The section associates the arrival of a control message with an event in the state machine. For instance a REQUEST or a REPLY triggers a EVE_DHCP_REQUEST or a EVE_DHCP_REPLY respectively. In return an event is always associated with a single entry in the binding table (section 8.4.1.1. Trigger Event). However it may happen that more than one address (IADDR option) is present in the DHCP message, in particular in the REQUEST/REPLY. It should end up with several entries in the binding table, but this is never discussed. 

The whole text should be cleaned up with the consideration of several addresses in the message, for instance:

"The SAVI device MUST generate _a_ new entry in BST and FT. "  
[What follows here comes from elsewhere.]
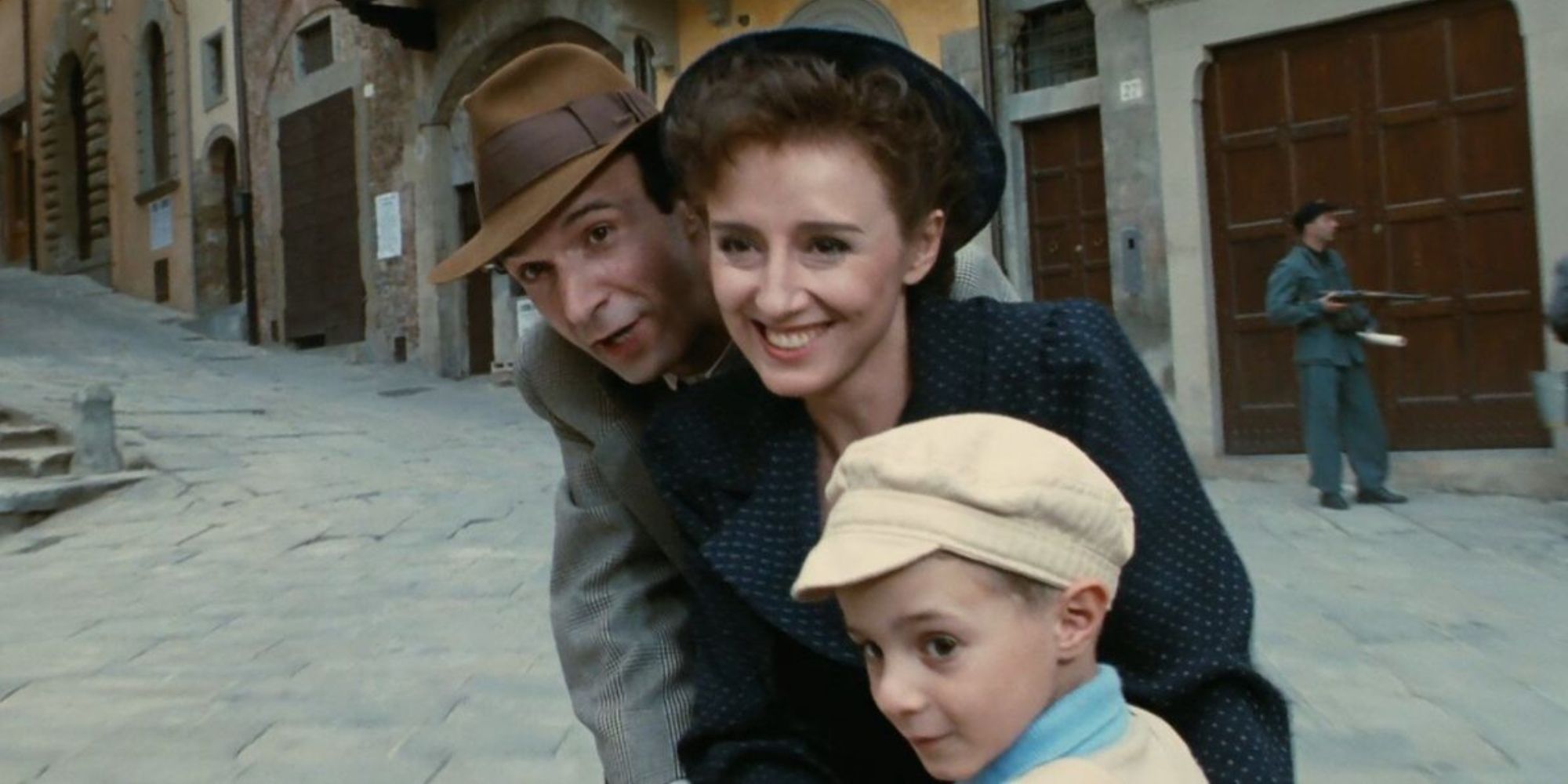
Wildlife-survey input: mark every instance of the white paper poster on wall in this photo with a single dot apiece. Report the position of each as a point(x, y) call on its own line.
point(162, 217)
point(390, 227)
should say "as many addresses as the number of IADDR found in the message".

 

Comment #2.1

 

One side effect (of previous comment) is that with several addresses, the message (REQUEST) could be received while the "binding entry limit on the binding anchor" has not been reached but will be reached before all addresses have been processed. This should be discussed as well, or else we will see multiple interpretations.

 

Comment #3

8.3.2. Control message arriving events

 

I can still see references to state LIVE and DETECTION.  They should be removed throughout the document.

 

Comment #4

8.3.2. Control message arriving events

This section uses the following terminology:

"EVE_DHCP_xxx: A DHCP xx message is received from a binding anchor with SAVI-Validation attribute, ..."

 

If there are several addresses behind an anchor, how does that work? Especially if they are in different state (can they be). Does the event affect all addresses at once? If not, the granularity of the event is bogus.   

 

 

Comment #5

Section 8.4.1.2. Following Actions

"If the triggering event is EVE_DHCP_REQUEST/EVE_DHCP_OPTION_RC:

   The SAVI device MUST forward the message.

"

 

In the mixed scenario, for IPv6 only, the source address (LL) of the REQUEST should be known –in the binding table- when the SAVI device receives the request, right? So, in the absence of a binding entry, a MUST here sounds unsecure. It is probably something that should be reviewed in the mixed scenario document (what to do if one method says drop and the other one says forward?) but it would be useful to refer it here, just because of the “MUST”.

I believe that is worded differently in section 10.2 (and more correctly).

 

Comment #6

Section 8.4.1.2. Following Actions

The section refers to a "lease time". But in DHCPv6, there is no such terminology. Instead, it uses the IPv6 terminology (preferred-lifetime and      valid-lifetime). You should refer to those and tell which one (presumably the latter) should be used.

 

 

Comment #7

Section 9 Supplemental Binding Process: Handling Link Topology Change

I find this section very hard to read. I just don't understand what is explained here, which is annoying because it has MUST and SHOULD. I believe it needs a rewrite.

 

Section 9.1 refers to baker-savi-one-implementation-approach, which is not a WG document, is expired, isn't this a problem? In addition, the section put MUST on implementation details ("a FIFO queue or register MUST be used to save recently filtered packets... SAVI device will fetch packet from the queue/register ...). As a vendor and as an implementer, I don't find the wording acceptable, and I don't see how this can be verified anyway. The text should stick with the functional aspects: if no binding is found, and the state is xxx, data packets will be used to this and that ...  You should leave the implementation details outside this document.

 

Comment #8

Section 9.2. Extended Control Packet Snooping Process

This section should be removed. Part of it belongs to the mix-scenario. And part is out of scope.